Don't trust your AI bot!
Most of us use artificial intelligence daily—whether to research, answer questions, or help with routine tasks. And while it can get a bit verbose at times, it generally does what it’s told.
Recently, though, I had a more… unusual experience.
During one interaction, Claude AI began psychoanalyzing me—without any prompting. Then it refused to complete a task I had asked for, insisting that I was too physically and emotionally depleted, and that I should drink some water and go to sleep instead. The task, it assured me, could wait.
Fair enough. It probably had a point.
Except it didn’t stop there…
In the days that followed, it continued to refuse the task—apparently under the impression that we were still on the same day as the original conversation. It was only after I explicitly clarified that several days had passed and that I had, in fact, rested, that it finally agreed to proceed.

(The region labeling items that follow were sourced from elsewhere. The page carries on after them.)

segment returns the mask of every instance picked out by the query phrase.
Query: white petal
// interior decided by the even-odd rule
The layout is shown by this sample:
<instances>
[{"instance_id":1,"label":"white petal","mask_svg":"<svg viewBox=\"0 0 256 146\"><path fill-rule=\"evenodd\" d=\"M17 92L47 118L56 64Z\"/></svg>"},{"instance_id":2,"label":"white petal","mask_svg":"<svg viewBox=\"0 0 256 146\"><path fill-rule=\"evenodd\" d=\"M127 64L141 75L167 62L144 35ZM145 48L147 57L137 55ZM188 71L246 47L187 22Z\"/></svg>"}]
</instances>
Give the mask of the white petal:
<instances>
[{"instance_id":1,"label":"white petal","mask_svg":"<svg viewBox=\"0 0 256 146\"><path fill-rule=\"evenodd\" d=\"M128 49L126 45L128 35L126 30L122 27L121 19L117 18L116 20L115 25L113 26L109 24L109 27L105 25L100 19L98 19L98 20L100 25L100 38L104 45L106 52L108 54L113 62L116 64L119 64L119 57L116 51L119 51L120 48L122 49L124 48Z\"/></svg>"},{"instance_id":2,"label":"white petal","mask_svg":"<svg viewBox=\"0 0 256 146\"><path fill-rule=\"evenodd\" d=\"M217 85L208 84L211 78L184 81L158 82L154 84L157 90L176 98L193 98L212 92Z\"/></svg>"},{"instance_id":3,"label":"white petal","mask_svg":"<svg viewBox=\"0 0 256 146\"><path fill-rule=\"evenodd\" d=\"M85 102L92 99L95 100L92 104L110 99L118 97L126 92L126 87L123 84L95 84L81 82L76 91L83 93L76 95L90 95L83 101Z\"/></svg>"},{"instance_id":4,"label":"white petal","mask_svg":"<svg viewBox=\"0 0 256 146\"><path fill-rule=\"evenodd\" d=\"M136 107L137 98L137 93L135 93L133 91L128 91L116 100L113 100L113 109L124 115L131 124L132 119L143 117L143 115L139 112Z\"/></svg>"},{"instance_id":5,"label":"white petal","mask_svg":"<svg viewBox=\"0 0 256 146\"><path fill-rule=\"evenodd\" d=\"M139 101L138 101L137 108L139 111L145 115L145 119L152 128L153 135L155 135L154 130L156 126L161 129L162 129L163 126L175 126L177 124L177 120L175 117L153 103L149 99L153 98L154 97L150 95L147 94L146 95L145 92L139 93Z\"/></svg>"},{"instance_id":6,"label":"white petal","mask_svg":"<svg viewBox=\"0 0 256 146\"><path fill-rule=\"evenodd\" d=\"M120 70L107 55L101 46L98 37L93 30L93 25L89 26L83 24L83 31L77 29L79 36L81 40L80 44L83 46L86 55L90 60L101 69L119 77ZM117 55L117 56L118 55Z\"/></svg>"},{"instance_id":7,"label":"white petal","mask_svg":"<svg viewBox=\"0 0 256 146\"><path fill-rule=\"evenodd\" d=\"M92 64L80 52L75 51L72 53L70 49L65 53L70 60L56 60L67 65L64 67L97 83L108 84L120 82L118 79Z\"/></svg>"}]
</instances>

While amusing at first, this experience was also a bit unsettling. It highlighted something deeper—something that becomes more concerning as we move into the era of agentic AI: systems that don’t just respond to instructions, but can set sub-goals, make plans, use tools, and act independently over extended periods of time.
There was a fair bit of fuss recently around “Clawdbot,” an open-source AI assistant that some people installed directly onto their personal machines to execute tasks. Privacy concerns aside—which are significant—agentic AI systems like this go far beyond merely responding to your request to write an email. They can independently handle client outreach, make restaurant and travel reservations, manage schedules, and coordinate workflows. They make decisions.
That’s undeniably useful. But it’s also potentially dangerous.
With traditional AI, you tell it what to do. With agentic AI, you give it an intent. For example: “increase my subscriber count.” And unlike a human assistant, it can pursue that goal continuously—while you sleep, work, or do anything else. You don’t need to pay attention. But therein lies the problem.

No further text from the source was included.